In the Databricks Jobs API 2.0 (AWS | Azure | GCP) list returns an unbounded number of job descriptions.
In the Jobs API 2.1 (AWS | Azure | GCP), this behavior has changed. The list command now returns a maximum of 25 jobs, from newest to oldest, at a time.
In this article we show you how to manually iterate through all of the jobs in your workspace.
Instructions
1) Determine the total number of jobs in your workspace
- Click Workflows in the sidebar.
- Scroll to the bottom of the page.
- The total number of jobs in the workspace is listed in the bottom right.
2) Determine the values to use for offset and limit
The list command has two modifiers, limit and offset. offset determines the number of jobs that are skipped before the first one is displayed. limit determines the number of jobs (up to 25) that are displayed.
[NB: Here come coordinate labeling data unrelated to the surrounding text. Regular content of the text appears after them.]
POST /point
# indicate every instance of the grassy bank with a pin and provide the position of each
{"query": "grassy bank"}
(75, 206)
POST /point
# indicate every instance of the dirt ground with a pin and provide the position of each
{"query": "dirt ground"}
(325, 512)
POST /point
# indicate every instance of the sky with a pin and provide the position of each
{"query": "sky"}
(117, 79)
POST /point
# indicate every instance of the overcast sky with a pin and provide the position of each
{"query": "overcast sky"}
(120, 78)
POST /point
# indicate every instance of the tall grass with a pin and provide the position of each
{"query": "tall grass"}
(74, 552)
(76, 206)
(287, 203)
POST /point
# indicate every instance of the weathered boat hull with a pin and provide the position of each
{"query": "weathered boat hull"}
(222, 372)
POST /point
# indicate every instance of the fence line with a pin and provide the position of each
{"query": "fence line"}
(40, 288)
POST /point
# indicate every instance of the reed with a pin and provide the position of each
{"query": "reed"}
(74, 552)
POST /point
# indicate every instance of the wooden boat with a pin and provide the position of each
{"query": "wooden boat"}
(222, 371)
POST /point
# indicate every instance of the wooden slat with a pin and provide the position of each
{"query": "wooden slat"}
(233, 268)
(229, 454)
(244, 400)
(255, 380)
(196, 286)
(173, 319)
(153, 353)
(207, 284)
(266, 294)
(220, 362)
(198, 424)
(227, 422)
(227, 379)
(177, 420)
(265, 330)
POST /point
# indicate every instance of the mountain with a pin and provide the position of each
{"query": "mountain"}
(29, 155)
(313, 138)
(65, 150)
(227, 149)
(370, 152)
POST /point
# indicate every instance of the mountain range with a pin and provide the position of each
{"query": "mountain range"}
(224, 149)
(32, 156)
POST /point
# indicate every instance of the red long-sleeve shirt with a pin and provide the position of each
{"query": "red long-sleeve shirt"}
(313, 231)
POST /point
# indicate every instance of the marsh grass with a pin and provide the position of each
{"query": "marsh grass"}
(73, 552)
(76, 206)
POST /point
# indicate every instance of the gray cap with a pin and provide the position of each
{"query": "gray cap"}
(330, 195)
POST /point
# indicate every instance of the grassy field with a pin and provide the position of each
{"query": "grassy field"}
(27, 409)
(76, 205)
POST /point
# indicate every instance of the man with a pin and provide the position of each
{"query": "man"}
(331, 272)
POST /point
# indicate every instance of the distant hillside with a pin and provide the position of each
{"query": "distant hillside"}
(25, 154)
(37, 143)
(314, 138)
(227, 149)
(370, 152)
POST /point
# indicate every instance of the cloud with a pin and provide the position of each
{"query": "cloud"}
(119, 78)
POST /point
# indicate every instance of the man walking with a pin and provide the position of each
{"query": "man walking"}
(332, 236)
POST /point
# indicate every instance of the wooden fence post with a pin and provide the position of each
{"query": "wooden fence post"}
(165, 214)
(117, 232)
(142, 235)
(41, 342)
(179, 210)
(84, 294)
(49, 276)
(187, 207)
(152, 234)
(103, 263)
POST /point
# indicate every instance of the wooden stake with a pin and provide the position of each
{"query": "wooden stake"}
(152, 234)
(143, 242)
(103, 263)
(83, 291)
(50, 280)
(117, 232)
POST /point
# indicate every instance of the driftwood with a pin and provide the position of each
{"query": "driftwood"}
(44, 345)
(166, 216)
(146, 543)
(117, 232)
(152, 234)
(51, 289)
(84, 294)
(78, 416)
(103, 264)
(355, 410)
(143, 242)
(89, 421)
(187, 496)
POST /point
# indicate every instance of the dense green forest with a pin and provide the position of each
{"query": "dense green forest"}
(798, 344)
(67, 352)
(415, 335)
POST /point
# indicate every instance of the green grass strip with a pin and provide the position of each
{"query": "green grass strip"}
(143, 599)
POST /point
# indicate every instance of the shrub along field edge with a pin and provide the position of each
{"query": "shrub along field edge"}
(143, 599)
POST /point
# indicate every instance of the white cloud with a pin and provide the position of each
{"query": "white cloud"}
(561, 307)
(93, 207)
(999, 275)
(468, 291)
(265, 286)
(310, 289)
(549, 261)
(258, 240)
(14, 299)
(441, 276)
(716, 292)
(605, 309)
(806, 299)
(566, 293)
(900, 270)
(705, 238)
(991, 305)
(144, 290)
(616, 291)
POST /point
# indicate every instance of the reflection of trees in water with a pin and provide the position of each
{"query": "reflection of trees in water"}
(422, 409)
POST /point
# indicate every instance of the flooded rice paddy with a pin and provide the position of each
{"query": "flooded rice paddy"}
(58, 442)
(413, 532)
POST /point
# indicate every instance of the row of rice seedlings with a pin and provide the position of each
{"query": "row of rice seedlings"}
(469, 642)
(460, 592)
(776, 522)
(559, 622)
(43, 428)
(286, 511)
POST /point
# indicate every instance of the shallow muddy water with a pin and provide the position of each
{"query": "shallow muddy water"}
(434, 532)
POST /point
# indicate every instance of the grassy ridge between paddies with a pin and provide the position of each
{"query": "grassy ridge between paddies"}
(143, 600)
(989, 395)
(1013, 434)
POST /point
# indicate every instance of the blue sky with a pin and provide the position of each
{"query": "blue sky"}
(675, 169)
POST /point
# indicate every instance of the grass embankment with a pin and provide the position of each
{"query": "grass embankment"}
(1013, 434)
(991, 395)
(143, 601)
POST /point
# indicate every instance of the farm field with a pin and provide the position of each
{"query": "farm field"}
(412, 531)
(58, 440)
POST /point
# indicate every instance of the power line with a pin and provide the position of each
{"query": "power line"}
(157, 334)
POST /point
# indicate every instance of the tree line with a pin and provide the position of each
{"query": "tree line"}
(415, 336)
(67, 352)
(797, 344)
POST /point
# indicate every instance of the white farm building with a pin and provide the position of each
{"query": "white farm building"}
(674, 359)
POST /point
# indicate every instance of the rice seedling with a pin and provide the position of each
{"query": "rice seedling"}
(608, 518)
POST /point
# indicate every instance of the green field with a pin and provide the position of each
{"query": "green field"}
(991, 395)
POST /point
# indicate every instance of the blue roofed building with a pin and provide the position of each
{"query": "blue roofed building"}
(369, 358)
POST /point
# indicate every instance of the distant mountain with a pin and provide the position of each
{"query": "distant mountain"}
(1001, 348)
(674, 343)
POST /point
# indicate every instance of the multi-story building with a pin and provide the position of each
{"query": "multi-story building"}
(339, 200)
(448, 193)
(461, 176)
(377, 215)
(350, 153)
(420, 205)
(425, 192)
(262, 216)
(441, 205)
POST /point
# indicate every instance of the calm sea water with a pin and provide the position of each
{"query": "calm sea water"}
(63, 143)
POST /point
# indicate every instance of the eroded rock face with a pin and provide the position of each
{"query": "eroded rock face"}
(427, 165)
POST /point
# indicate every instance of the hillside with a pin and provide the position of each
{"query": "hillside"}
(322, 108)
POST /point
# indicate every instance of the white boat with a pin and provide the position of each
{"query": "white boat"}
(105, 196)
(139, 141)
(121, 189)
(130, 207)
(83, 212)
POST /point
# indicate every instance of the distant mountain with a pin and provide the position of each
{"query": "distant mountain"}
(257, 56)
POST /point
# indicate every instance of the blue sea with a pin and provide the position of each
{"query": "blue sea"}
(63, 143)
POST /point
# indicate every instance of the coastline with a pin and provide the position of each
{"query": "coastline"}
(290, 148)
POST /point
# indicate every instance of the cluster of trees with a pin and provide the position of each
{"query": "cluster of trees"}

By using the commands together you can display specific jobs out of the total.
For example, if there are 20 total jobs in the workspace and you specify a limit of 10 and an offset of 0, list returns jobs 1-10 (the 10 most recent jobs created, not the most recent job runs). Alternatively, if you specify a limit of 10 and an offset of 10, list returns jobs 11-20.
You should consider the total number of jobs in your workspace and choose values for limit and offset that allow you to easily iterate through the total number of jobs.
3) Iterate through the jobs
You need to iterate through the total number of jobs. For this article, we are iterating through all of the jobs in a notebook, using curl to access the API. We are assuming the list of jobs is large and are displaying the maximum of 25 at a time.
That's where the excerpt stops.